For example, I’ve worked with military couples who have maintained strong emotional bonds under conditions of incredible stress.

Sorry for posting without meeting the precise requirements of your original question; but this same topic has fascinated me for years. 

There’s not much in the way of solid research on this topic, but there is lots of poor quality usually pop-psychology type opinion and advice/spam out there, just as there is poor quality relationship and marriage advice. 

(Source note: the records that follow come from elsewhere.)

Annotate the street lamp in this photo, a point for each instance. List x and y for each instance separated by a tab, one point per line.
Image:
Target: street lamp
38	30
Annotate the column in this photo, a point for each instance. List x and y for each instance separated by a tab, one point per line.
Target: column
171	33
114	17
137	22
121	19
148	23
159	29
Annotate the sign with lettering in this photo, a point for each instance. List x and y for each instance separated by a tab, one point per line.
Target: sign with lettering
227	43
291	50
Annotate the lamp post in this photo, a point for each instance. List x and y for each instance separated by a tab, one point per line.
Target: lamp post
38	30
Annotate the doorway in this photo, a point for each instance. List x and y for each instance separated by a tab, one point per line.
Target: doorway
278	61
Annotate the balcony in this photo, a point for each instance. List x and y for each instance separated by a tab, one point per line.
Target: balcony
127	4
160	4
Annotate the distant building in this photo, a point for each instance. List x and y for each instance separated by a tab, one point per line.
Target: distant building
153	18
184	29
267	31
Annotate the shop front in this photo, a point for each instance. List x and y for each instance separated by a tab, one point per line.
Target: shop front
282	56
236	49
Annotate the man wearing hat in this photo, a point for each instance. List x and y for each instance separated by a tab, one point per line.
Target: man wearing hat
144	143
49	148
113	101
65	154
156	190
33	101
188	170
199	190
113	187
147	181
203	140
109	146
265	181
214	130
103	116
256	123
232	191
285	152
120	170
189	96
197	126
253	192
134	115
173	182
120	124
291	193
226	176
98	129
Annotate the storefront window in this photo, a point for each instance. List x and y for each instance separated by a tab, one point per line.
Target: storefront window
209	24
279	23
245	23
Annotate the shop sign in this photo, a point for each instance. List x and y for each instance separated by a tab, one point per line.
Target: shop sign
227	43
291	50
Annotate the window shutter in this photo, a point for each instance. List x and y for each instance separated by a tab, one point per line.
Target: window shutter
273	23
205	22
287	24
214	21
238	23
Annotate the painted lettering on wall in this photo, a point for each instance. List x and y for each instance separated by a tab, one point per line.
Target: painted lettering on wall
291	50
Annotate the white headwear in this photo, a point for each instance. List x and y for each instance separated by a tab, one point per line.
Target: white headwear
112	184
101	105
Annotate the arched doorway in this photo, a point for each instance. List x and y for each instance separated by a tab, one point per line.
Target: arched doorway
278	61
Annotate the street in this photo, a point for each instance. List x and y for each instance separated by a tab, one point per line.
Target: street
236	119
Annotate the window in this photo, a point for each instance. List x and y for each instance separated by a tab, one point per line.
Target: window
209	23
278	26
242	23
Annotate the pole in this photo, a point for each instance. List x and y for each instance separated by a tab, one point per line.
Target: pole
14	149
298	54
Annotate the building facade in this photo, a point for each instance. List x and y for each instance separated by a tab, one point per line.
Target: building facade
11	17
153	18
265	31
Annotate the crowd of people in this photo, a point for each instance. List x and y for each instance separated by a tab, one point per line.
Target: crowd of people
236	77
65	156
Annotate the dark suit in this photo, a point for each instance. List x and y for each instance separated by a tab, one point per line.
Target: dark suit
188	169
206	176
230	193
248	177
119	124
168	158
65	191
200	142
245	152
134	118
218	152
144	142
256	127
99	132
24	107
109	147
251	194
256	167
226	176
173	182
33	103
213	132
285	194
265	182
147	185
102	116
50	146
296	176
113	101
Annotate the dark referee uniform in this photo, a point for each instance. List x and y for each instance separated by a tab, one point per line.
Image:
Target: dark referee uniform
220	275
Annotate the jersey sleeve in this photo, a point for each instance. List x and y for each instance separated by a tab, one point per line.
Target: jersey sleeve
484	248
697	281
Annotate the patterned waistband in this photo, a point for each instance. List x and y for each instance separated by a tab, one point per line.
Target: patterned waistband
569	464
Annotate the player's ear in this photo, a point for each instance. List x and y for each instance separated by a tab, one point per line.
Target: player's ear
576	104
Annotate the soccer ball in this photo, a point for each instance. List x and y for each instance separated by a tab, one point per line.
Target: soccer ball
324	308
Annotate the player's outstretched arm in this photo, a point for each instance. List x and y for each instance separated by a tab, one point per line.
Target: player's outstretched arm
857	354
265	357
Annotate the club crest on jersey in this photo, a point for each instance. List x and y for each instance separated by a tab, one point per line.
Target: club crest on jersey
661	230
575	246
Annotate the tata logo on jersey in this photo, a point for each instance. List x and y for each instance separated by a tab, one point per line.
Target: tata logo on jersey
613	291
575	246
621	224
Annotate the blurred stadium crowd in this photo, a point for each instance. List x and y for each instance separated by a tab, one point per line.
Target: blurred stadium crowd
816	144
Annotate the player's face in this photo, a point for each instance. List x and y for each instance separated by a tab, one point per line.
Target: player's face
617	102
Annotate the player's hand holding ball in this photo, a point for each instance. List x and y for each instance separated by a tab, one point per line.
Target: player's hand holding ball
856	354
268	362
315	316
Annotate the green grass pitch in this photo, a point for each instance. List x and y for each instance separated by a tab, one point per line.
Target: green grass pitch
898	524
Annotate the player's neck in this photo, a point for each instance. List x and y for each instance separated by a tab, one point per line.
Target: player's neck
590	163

I’m going to follow this thread. I really look forward to any new insight or information that other posters may have to offer or any further insight that you might share from your own research in preparation for your story.

Gratefully, 
-Duddy.


----------



## unfinished

hello, interested in these posts because my husband lives on the other side of the planet because of work. We are both examining if this can work, so far we have been doing this for 2 years, after being married for 25 years. He needs to work for supporting the family, but it is a hard life and I have nothing to do but cook and clean there, whereas I have a full social life here and many options. It does involve a language change to be in the other country. It has bought to question however, whether my motives for wanting this to work is that I am in fact happier with my own freedom and it is exposing cracks in our marriage which my husband thinks are cavenous and I feel are only hairline. He won't go to a counsellor on his own because he says that relationship counsellors who counsel only one partner will inevitably tell them to divorce, as they are only getting one side of the story! I think we should separately see a counsellor though to examine this issue.


----------